Weinberg to head Ludwig Center for Molecular Oncology at MIT
CAMBRIDGE, Mass. - Whitehead Institute Member and MIT professor of biology Robert Weinberg has been named head of a new MIT-based Ludwig Center for Molecular Oncology.
This new center is made possible by a $20 million grant to MIT from the Ludwig Fund, a major philanthropic foundation primarily focused on cancer research. The new center, which will be administered through MIT’s Center for Cancer Research (CCR), will focus on the biology of cancer metastasis.
Weinberg is widely credited as a world leader in cancer genetics. He led the research team that isolated the first cancer-causing oncogene in humans, as well as the first known tumor suppressor gene. His research into the enzyme telomerase yielded insights into the so-called “immortality” of certain cancer cells, and his group was the first to successfully transform normal human cells into cancer cells through genetic manipulation.
Recently, Weinberg’s lab has made fundamental discoveries in the mechanisms of metastasis, finding that tumor cells metastasize by awakening a group of dormant genes that are usually active only in early embryogenesis.
Such discoveries are particularly important since roughly 90 percent of cancer deaths occur because of metastasis and not because of the primary tumor.
“The Ludwig Fund’s commitment to support research in metastasis—the most deadly and possibly least understood phase of cancer—is both generous and visionary. And Professor Robert Weinberg, with his history of groundbreaking research in this area, is a superlative choice to head up this effort,” said MIT President Susan Hockfield.
“The Ludwig grant comes to MIT at a particularly auspicious time, because we now have the proper biochemical tools to make rapid inroads in this research area,” commented Weinberg. “The major questions are now ripe for experimentation, and the Ludwig Center at MIT is poised to move ahead quickly.”

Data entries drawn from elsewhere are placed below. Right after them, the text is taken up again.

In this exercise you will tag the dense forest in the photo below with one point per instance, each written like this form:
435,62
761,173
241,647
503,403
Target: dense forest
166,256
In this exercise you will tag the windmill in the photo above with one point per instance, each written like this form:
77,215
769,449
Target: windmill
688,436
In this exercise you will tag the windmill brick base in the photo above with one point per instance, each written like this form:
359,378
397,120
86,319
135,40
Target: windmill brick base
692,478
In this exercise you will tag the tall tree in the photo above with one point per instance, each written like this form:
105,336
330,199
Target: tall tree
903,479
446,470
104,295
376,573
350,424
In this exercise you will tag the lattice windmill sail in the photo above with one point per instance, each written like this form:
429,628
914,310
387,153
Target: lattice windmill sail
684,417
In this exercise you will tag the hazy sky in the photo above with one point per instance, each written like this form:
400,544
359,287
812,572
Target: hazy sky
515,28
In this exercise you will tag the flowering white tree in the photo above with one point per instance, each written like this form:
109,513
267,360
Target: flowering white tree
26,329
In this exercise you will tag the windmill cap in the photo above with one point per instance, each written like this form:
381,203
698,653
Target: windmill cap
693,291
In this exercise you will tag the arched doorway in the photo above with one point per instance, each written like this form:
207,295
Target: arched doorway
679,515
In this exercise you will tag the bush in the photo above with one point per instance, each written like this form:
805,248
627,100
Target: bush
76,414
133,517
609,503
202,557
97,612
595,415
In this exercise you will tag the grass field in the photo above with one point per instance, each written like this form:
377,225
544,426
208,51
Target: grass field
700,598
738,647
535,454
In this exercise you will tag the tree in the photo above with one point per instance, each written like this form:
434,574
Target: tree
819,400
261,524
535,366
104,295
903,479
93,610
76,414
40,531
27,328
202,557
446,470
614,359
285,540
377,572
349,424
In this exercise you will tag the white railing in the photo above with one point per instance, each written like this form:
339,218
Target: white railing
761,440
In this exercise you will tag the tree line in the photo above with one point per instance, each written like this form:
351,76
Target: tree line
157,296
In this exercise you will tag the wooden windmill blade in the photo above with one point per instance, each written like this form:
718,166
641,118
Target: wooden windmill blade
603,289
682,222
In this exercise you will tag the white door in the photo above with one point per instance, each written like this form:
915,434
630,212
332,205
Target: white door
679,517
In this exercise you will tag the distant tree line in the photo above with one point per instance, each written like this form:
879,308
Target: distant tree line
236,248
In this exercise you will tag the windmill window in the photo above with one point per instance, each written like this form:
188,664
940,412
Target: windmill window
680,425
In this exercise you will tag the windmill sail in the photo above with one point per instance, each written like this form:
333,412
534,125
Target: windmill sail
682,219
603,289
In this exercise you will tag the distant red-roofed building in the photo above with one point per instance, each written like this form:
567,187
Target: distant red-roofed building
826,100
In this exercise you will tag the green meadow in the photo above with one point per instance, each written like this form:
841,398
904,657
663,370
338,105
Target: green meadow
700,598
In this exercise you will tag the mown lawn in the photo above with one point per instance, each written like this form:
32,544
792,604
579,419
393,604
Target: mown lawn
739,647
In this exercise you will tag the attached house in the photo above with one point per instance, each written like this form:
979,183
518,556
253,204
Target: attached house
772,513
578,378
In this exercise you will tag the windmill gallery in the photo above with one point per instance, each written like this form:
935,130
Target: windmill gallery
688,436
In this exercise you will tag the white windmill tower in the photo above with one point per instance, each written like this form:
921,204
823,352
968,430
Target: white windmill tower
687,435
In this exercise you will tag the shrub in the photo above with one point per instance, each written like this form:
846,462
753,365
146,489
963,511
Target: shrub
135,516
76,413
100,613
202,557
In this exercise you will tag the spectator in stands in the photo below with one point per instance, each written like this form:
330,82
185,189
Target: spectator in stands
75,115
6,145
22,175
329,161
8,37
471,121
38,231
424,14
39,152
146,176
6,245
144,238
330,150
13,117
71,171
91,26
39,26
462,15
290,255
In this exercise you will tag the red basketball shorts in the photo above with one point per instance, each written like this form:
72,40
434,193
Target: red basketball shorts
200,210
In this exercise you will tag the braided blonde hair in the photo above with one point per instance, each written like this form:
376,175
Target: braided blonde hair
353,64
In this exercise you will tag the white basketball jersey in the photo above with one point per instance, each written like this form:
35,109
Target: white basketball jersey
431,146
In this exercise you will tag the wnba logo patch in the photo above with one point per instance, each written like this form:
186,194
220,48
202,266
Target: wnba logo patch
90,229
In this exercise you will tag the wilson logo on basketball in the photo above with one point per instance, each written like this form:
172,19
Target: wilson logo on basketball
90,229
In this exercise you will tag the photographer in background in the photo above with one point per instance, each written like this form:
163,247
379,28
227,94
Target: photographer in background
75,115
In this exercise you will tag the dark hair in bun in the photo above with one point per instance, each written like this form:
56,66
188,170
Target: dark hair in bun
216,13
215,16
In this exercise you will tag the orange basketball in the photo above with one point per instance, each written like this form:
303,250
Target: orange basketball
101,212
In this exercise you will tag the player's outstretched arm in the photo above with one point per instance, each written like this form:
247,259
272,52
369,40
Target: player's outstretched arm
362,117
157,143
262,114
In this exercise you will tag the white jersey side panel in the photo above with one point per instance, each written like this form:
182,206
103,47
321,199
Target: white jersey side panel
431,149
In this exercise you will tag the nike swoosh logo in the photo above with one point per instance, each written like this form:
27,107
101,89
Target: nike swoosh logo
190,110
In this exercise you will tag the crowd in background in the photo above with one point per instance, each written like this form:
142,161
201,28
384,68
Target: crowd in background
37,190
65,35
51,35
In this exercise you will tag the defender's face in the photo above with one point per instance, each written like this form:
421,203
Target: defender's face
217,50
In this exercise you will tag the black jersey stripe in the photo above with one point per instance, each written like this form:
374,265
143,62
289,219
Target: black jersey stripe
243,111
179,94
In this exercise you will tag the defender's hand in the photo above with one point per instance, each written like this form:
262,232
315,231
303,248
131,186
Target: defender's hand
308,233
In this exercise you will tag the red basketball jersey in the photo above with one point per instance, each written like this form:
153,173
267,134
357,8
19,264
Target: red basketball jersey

The establishment of the Ludwig Center will enable strong synergies between MIT research groups that are addressing the problem of metastasis through different means. “Each research group will bring its own set of experimental tools to a common table,” said Weinberg.
The CCR, founded in 1974, is one of eight National Cancer Institutes designated basic research centers in the country. Tyler Jacks, a former postdoc from the Weinberg lab, is the Center’s director. Aside from Weinberg, Whitehead Members on the CCR faculty include Rudolf Jaenisch, Eric Lander, Susan Lindquist, Harvey Lodish, Paul Matsudaira, Terry Orr-Weaver, David Sabatini, and Richard Young.
The Ludwig Center at MIT is one of six new cancer research centers being established concurrently around the country by the Ludwig Fund, created by billionaire Daniel K. Ludwig, who died in 1992. Ludwig considered cancer to be one of humanity's great challenges, and the majority of his wealth was given over to cancer research.
In addition to MIT, five other institutes will also receive $20 million each. They are Dana-Farber/Harvard, Johns Hopkins, Memorial Sloan-Kettering, Stanford, and the University of Chicago. This total of $120 million is believed to be the largest single gift by a foundation to US cancer research efforts.
The Ludwig Center at MIT will ultimately be located within the new Cancer Research Facility, a new building being planned for the corner of Ames and Main streets on the MIT campus.